APE, RACE, CREATE, SPARK — The Four Prompt Frameworks Every Prompt Should Match One Of

Every "bad prompt" I've seen debugged in the last year has had the same shape. The user knew what they wanted. They didn't tell the model all of it. Specifically: they left out one or two things from the list that turns into a prompting framework.

There are four named frameworks that dominate the 2026 prompting literature, and they overlap heavily. If your prompt satisfies any one of them, it's usually fine. If it doesn't satisfy any, the LLM is guessing about something it shouldn't have to guess about. The new Prompt Framework Auditor takes a prompt, scores it against all four, tells you which one it's closest to, and emits a scaffolded rewrite.

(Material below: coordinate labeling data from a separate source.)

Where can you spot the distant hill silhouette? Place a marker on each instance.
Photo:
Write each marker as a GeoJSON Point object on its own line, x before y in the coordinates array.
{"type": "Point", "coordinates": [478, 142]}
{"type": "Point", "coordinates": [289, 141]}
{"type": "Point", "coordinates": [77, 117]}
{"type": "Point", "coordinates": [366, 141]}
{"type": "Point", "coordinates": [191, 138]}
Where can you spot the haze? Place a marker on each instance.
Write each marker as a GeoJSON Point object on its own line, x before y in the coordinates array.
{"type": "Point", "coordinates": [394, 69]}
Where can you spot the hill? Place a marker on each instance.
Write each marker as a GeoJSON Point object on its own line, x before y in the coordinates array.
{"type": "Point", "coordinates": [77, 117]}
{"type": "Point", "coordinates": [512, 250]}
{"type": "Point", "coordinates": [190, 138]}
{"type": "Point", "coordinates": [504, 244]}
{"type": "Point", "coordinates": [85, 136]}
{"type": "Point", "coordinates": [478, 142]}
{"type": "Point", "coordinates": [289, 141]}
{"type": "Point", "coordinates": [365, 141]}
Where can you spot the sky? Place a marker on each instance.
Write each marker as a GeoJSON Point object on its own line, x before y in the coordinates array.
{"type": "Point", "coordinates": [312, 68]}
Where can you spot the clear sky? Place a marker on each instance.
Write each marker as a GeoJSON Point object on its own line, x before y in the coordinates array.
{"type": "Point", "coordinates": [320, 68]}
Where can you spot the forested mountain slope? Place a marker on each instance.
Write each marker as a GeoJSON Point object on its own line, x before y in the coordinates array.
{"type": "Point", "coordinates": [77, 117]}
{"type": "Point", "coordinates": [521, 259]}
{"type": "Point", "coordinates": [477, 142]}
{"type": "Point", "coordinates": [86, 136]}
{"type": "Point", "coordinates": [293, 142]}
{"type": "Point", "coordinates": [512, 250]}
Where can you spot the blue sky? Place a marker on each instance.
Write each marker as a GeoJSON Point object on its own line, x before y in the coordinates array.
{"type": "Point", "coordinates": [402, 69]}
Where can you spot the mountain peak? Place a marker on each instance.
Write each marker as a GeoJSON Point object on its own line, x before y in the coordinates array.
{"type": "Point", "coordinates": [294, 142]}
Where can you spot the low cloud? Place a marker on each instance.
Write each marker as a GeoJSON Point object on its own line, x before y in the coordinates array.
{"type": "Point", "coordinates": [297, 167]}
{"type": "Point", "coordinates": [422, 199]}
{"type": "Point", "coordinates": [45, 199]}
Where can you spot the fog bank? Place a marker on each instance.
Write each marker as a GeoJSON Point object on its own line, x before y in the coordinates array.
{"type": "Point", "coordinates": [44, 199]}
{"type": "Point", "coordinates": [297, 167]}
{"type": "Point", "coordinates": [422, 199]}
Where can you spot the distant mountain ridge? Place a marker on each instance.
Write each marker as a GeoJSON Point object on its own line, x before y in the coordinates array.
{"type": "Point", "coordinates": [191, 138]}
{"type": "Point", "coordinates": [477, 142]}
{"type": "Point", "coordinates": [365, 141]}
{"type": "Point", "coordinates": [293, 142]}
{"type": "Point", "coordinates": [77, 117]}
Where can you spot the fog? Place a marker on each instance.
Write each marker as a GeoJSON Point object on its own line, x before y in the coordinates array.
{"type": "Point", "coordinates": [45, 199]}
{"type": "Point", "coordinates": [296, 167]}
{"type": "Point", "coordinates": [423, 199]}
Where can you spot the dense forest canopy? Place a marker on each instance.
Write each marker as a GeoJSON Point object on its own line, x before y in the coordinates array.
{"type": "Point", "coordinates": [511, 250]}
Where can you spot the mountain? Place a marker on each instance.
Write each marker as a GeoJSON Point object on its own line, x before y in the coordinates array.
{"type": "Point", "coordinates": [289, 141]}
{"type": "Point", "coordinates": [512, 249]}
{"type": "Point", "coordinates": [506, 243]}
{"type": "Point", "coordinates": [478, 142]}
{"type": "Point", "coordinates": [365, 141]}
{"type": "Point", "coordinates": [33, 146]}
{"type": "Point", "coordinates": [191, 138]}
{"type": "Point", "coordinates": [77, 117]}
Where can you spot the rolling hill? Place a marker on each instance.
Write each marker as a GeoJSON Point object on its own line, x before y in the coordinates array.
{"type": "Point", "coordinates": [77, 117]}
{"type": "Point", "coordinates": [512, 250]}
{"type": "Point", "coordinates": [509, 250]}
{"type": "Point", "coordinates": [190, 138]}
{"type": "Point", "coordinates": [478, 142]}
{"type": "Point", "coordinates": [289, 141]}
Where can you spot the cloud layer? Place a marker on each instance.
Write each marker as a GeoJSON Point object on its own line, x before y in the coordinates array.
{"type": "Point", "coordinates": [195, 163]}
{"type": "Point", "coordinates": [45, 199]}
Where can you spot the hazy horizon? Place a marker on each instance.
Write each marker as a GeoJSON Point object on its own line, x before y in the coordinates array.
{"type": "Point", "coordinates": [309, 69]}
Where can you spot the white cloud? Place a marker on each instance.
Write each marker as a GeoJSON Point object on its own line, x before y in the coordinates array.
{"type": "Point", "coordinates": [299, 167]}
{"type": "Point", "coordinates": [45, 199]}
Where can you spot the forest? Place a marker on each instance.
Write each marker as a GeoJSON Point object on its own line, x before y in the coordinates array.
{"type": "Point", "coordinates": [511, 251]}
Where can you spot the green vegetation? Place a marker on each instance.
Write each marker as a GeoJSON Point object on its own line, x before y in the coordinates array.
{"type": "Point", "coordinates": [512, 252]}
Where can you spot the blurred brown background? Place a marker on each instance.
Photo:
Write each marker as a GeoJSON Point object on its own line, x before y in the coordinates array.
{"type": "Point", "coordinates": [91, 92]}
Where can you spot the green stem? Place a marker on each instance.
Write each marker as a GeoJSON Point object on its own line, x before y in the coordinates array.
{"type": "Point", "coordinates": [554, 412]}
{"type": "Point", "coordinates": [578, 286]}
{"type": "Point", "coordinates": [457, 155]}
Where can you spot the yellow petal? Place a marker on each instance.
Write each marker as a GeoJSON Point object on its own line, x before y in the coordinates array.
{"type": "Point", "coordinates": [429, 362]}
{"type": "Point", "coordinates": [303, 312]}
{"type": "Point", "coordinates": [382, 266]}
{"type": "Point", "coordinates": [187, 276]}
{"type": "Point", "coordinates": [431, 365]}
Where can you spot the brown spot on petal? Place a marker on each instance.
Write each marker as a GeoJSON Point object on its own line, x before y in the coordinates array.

This post walks through the four frameworks, what each adds over the others, and when to pick which.

The four frameworks

APE — Action, Purpose, Expectation

The minimalist framework. Three elements:

  • Action. The verb — what should the LLM do? Analyze, summarize, list, identify, write, generate, compare.
  • Purpose. Why you need it — what will you do with the output?
  • Expectation. What the output should look like — format, length, structure.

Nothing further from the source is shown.